University of Oregon, Matthew Knight Arena


University of Oregon

TVA Architects & Ellerbe Becket

Eugene, OR





Matthew Knight Arena provides an intercollegiate competition facility for men’s and women’s basketball,  supports practices, preparations, competitions, and spectator amenities, and provides a venue for hosted music performances in 422,279 sf of building with a seating capacity of 12,500.   A two-story addition to the Practice Facility portion of the building in 2020 provided additional coaches offices and facilities.

Mazzetti | BHEGroup provided civil engineering for the original design and construction of the new basketball arena, training center, practice courts and associated site improvements, including at-grade parking and a below-grade parking structure.   An Alumni Center building was constructed above the parking garage, and Mazzetti | BHEGroup also provided civil engineering for that project, which included a second architectural partner.  Prior to the selection of the site, Mazzetti | BHEGroup was retained by UO to perform a due diligence study of several properties identified by the University to determine development criteria, availability of utilities, soil characteristics, groundwater, and other issues, including fatal flaws.
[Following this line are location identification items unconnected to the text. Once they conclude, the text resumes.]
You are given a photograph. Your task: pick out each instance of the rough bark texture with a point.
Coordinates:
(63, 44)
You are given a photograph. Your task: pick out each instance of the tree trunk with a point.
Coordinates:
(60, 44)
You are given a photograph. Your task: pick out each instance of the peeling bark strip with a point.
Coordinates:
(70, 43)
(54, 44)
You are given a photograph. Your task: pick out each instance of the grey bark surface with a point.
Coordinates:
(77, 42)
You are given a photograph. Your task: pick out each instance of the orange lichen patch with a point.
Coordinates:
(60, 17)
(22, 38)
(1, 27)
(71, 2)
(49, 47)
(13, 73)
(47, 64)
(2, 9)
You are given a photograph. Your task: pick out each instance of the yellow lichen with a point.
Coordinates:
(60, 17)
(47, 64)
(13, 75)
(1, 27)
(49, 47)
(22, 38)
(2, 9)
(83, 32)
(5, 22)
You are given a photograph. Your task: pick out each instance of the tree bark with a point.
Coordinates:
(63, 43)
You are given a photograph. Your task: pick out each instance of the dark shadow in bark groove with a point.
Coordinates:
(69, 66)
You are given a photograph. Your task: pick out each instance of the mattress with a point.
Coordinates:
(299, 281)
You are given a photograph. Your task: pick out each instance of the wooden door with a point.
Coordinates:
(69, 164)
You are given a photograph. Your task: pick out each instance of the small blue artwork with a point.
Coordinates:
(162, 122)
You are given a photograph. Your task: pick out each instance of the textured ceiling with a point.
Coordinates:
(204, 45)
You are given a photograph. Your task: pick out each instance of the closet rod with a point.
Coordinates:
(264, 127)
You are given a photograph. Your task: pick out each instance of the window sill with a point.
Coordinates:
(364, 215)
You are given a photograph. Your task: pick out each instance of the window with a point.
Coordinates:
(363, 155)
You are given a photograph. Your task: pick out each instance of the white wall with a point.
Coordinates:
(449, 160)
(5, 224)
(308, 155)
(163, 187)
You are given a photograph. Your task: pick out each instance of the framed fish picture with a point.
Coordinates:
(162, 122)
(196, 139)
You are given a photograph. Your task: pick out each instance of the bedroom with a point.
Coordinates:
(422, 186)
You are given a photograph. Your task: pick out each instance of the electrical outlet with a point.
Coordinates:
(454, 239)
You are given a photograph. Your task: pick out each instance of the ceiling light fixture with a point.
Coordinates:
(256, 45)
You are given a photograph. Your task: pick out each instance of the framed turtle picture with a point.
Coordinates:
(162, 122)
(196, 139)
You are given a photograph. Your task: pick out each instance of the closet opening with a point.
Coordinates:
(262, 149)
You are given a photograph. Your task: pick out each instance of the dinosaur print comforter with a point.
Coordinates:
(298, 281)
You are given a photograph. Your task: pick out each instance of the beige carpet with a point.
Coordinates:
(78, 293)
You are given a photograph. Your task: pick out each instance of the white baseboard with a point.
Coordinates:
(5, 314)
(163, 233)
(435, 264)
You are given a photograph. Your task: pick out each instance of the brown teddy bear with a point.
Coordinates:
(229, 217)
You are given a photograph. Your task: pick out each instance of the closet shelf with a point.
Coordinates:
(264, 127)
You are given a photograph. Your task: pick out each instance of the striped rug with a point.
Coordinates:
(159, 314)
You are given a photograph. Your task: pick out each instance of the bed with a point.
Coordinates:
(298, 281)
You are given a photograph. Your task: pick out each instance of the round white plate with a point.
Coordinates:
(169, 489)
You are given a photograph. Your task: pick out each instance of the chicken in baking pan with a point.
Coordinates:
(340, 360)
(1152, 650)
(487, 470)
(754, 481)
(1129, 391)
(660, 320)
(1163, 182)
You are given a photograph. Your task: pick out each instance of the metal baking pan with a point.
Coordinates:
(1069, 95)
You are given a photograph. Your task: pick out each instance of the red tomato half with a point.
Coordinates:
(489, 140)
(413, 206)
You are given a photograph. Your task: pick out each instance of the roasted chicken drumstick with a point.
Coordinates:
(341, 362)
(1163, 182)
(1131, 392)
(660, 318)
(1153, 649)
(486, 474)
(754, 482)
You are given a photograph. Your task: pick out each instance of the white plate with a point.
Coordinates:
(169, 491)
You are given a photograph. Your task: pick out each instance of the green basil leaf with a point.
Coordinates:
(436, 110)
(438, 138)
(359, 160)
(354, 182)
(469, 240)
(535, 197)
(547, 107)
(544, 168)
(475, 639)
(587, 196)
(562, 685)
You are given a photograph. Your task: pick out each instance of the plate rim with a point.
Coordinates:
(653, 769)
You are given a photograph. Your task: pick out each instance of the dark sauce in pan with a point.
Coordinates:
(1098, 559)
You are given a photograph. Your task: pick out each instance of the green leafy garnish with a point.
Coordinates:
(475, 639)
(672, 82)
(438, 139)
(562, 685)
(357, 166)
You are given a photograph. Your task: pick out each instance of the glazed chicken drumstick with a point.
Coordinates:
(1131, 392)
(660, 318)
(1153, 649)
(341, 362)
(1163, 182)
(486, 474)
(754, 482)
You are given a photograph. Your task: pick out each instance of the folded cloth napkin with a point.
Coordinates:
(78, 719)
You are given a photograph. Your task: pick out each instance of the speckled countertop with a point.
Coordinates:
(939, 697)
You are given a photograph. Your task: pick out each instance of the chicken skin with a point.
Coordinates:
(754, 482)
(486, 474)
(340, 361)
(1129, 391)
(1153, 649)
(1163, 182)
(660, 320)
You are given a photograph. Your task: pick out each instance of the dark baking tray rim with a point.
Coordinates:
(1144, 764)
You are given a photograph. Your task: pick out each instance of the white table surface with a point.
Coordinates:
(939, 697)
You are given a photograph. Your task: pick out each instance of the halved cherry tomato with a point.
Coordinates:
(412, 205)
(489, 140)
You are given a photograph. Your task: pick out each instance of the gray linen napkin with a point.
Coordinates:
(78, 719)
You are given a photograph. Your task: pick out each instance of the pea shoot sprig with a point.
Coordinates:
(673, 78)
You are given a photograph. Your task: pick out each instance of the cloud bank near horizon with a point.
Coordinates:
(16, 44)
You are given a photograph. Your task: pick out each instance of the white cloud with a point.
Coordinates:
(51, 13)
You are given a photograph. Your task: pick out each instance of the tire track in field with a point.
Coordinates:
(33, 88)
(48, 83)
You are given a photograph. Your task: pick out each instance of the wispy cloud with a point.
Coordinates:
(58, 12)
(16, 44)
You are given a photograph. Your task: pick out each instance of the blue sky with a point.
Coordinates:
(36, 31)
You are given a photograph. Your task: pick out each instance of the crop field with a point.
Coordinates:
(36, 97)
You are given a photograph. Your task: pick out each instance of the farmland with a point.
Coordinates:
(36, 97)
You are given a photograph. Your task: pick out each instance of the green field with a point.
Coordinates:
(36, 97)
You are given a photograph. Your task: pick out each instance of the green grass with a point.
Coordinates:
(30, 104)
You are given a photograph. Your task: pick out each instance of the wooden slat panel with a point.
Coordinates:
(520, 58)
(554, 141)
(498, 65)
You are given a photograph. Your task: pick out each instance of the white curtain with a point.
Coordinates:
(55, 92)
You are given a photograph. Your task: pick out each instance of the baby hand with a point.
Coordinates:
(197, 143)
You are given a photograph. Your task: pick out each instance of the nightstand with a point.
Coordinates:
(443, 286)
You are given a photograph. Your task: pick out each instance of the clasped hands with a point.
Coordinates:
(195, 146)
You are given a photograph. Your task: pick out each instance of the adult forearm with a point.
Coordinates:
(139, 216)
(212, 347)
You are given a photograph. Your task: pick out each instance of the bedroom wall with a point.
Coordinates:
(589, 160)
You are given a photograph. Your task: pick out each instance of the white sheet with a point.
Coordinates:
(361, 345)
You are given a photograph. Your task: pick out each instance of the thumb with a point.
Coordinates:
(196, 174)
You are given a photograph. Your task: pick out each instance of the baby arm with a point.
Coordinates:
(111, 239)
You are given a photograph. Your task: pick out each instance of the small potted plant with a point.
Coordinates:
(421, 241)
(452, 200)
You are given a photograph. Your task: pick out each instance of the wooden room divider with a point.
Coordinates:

Site design, site grading, and stormwater management were a collaborative effort between architect, landscape architect and Mazzetti | BHEGroup to development a seamless exterior space linking the Arena and Alumni Center and perimeter vehicle and pedestrian access paths as well as integrating vegetated stormwater management into the building structure.

Public infrastructure improvements were also required for the project.  To facilitate the building construction, the first phase of construction required existing public sanitary sewer and storm drain systems traversing the site be relocated within the adjacent public right-of-way.   As a condition of development resulting from traffic impacts generated by the facility, public street improvements in the surrounding neighborhood consisting of curb bulb-outs and new pedestrian crossings were required to enhance pedestrian safety.